Я позволил Кларе сделать это, но не остался у нее. Я забрал свои вещи, дошел до шахты, в регистрационном офисе попросил назад свою комнату и позвонил от них. Клара, упомянув Мечникова, напомнила мне, что я кое-что хотел сделать.


Мечников поворчал, но наконец согласился встретиться со мной в аудитории для занятий. Я, конечно, пришел раньше него. Он заглянул, остановился в дверях, осмотрелся и спросил:

— Где, как-ее-имя?

— Клара Мойнлин. Она в своей комнате. — Это была почти правда. Образцовый ответ.

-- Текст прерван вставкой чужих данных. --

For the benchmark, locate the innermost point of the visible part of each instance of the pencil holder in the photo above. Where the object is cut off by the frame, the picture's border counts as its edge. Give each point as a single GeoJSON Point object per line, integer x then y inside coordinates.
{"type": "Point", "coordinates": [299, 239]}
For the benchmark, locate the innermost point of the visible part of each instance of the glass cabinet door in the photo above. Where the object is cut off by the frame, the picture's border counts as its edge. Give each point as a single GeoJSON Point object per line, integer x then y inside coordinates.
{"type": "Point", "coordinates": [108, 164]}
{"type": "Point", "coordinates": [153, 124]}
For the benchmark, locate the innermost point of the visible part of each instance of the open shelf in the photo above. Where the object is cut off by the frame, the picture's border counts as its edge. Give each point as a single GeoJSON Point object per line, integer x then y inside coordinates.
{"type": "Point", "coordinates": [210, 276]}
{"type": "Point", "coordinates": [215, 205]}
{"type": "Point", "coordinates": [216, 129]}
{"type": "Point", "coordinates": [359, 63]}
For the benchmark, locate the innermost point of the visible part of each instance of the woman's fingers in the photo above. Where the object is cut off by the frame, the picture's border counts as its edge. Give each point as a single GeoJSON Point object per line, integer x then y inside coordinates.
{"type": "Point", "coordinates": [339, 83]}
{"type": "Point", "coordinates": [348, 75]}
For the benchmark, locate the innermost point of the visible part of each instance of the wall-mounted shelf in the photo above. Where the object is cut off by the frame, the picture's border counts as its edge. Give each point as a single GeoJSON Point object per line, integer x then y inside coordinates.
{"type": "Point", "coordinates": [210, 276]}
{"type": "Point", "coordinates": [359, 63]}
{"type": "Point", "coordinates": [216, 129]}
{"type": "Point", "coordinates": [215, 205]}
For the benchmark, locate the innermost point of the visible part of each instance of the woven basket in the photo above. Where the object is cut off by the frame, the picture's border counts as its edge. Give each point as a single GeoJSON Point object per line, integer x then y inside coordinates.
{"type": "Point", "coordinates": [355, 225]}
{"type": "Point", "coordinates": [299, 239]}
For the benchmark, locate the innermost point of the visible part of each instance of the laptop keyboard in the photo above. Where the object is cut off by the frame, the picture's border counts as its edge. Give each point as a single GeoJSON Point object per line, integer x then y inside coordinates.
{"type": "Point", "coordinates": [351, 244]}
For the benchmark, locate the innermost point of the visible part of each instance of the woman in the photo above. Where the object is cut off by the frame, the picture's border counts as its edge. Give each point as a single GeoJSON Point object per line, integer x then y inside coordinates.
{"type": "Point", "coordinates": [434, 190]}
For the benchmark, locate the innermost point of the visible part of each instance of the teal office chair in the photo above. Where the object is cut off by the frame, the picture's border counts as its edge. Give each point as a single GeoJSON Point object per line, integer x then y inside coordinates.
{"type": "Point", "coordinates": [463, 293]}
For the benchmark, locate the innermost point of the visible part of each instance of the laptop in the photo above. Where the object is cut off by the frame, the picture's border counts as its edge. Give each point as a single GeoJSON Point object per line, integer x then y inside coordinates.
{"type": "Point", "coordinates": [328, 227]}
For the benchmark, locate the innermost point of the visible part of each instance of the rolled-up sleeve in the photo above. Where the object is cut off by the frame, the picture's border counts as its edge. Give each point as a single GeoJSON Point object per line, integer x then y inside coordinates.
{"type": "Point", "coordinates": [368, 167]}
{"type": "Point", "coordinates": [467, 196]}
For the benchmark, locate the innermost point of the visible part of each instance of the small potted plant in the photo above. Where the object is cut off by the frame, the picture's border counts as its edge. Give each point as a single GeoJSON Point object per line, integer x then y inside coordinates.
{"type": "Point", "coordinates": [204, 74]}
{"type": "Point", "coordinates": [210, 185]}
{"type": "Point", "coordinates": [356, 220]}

— Гм. — Он провел указательным пальцем по бачкам, почти сросшимся под подбородком, и произнес: — Ну тогда, давай. — И пошел передо мной, говоря через плечо: — Во-обще-то она бы поняла больше, чем ты.

— Конечно, Дэйн.

— Гм. — Он остановился у холмика на полу — это был вход в один из учебных кораблей. Затем Мечников пожал плечами, открыл люк и начал спускаться.

«Все-таки он необычайно открыт и щедр», — подумал я, спускаясь вслед за ним. Мечников уже скорчился перед панелью селектора целей, набирая номер. В руке у него был портативный считчик информации, связанный с главным компьютером Корпорации. Я знал, что он набирает уже известный номер, и поэтому не удивился, когда он немедленно получил цвет.

Мечников коснулся тонкой настройки и, глядя на меня через плечо, ждал, пока вся доска не окрасилась тревожным розовым цветом.

— Хорошо, — проговорил Мечников. — Хороший набор. Теперь посмотри на нижнюю часть спектра.

Это был меньший набор радужных оттенков вдоль правого края панели, от красного до фиолетового. Фиолетовые линии находились в самом низу, и цвета переходили друг в друга постепенно. Только изредка видны были линии ярких цветов или черные. Все это очень точно походило на то, что астрономы называют Фраунгоферовы линии.

Единственный способ определить, из чего состоит планета или звезда, — поглядеть в спектроскоп. Но здесь было не так. Фраунгоферовы линии показывают, какие элементы имеются в источнике излучения или в том, что находится между источником излучения и вами. Эти же показывали бог знает что. Бог и, может быть, Дэйн Мечников.